Seit der Jahrhundertwende war Friediger mit wachsendem Erfolg als Unternehmer im Gaststättengewerbe tätig: Bis 1937 erwarb er eine große Anzahl von bestehenden Hotels, Restaurants, Kaffeehäusern und Kleinbühnen in verschiedenen Städten des Deutschen Reiches und Österreichs, bzw. errichtete vorher nicht-bestehende Betriebe neu, und betrieb die von ihm geschaffenen oder übernommenen Betriebe.

Das Portfolio der Friediger zeitweise gehörenden Betriebe umfasste u. a. das Hotel Métropole in Wien, das Hotel Hessler in Berlin, das Hotel Grünwald in München, das Hotel Grünwald in Partenkirchen, das "Café Stadt Wien" in München und das "Café Regina Palast" in Dresden. Hinzu kam umfangreicher Grundbesitz in verschiedenen Gemeinden, u. a. in Garmisch-Partenkirchen. Der letztere wurde 1936 als Standort für das Olympische Dorf für die Olympischen Winterspiele 1936 genutzt.

Der wahrscheinlich bekannteste Betrieb, der sich lange in Friedigers Besitz befand, war das genannte Hotel Métropole in Wien: Dieses war in den 1920er und 1930er Jahren ein bekanntes Luxushotel und ist u. a. dadurch bekannt geworden, dass der Schriftsteller Stefan Zweig es als Schauplatz, in dem er den Großteil der fiktiven Handlung seines Werkes Schachnovelle spielen lässt, auswählte. Friediger wurde 1925 Mehrheitsaktionär der Hotelaktiengesellschaft Metropole, in deren Kontrolle das 1873 errichtete Hotel sich befand.
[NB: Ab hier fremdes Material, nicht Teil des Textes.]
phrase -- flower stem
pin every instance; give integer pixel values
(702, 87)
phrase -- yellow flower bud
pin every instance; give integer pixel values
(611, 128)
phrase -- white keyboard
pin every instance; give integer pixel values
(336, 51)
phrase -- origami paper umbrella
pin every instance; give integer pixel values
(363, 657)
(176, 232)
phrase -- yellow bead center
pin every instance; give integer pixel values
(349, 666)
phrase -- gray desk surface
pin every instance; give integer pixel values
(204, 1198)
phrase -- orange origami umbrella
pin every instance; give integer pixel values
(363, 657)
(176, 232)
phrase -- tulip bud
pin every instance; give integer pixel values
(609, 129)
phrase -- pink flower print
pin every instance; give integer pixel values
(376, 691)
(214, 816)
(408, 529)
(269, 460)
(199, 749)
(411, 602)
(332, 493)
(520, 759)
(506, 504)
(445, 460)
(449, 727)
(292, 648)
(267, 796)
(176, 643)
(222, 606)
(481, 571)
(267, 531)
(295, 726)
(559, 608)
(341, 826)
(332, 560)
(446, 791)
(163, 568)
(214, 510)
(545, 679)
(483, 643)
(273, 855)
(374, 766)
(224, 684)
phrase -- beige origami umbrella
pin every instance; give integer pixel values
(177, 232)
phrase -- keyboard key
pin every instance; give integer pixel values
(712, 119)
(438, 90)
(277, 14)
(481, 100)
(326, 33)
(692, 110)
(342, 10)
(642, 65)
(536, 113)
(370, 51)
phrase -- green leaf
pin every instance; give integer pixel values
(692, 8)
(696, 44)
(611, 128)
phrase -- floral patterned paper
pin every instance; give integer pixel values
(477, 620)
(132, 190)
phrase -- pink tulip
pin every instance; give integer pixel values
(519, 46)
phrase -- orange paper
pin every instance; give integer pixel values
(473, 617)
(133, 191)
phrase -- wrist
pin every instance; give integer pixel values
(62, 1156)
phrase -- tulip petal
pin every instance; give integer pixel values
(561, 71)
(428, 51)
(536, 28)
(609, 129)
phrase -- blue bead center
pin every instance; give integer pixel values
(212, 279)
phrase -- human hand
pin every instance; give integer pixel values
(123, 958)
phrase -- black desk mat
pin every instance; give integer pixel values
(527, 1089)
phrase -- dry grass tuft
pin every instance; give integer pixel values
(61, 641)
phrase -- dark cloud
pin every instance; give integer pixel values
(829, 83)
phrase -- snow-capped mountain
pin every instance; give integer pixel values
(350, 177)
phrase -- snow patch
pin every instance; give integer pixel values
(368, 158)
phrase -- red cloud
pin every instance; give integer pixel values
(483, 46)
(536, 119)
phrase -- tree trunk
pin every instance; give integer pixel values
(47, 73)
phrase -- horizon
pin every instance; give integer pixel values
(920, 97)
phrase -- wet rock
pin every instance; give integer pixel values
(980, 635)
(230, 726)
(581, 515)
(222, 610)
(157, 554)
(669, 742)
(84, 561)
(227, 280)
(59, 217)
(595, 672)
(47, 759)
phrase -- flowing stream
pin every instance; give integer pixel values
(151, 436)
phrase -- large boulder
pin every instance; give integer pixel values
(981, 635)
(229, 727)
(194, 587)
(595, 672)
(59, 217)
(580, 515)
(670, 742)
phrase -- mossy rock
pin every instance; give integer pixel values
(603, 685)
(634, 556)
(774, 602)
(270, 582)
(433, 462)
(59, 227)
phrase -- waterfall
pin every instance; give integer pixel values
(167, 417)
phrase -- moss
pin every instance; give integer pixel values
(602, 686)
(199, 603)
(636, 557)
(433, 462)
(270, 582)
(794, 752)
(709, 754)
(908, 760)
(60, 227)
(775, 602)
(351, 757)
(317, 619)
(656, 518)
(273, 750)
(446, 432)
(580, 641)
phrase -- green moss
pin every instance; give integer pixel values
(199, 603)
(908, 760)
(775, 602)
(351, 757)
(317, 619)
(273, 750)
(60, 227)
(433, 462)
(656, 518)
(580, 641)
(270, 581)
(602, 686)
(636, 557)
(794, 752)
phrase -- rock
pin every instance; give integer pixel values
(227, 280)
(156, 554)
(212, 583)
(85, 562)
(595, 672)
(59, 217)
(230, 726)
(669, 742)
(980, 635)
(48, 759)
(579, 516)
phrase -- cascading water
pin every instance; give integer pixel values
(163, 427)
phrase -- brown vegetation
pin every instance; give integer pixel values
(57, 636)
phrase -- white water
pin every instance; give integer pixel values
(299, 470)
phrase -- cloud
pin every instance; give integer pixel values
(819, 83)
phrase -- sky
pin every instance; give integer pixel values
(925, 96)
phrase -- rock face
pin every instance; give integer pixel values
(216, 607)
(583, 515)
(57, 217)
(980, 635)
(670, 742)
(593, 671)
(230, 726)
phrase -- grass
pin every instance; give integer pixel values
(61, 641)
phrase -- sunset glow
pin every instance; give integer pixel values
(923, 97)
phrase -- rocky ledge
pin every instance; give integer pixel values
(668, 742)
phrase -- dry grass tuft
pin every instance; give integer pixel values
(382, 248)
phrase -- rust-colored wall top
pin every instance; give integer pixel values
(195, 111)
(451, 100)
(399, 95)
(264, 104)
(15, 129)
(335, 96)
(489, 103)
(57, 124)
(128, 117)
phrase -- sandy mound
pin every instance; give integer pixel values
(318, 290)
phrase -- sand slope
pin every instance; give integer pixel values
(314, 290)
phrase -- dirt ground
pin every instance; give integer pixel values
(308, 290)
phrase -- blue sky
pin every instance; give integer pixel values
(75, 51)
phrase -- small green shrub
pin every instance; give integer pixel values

Aufgrund von finanziellen Problemen war er seit Ende der 1920er Jahre gezwungen, schrittweise Kapital aus der Hotelaktiengesellschaft abzuziehen. 1937 musste er die Mehrheit der Aktien der Gesellschaft schließlich an den Industriellen Robert Feix verkaufen.

Zeitgenössisch sehr bekannt war auch das von 1921 bis 1933 von Friediger betriebene Hotel Grünwald in der Nähe des Münchener Hauptbahnhofs, in dem beispielsweise der Soziologe Max Weber jahrelang regelmäßig abstieg.[1]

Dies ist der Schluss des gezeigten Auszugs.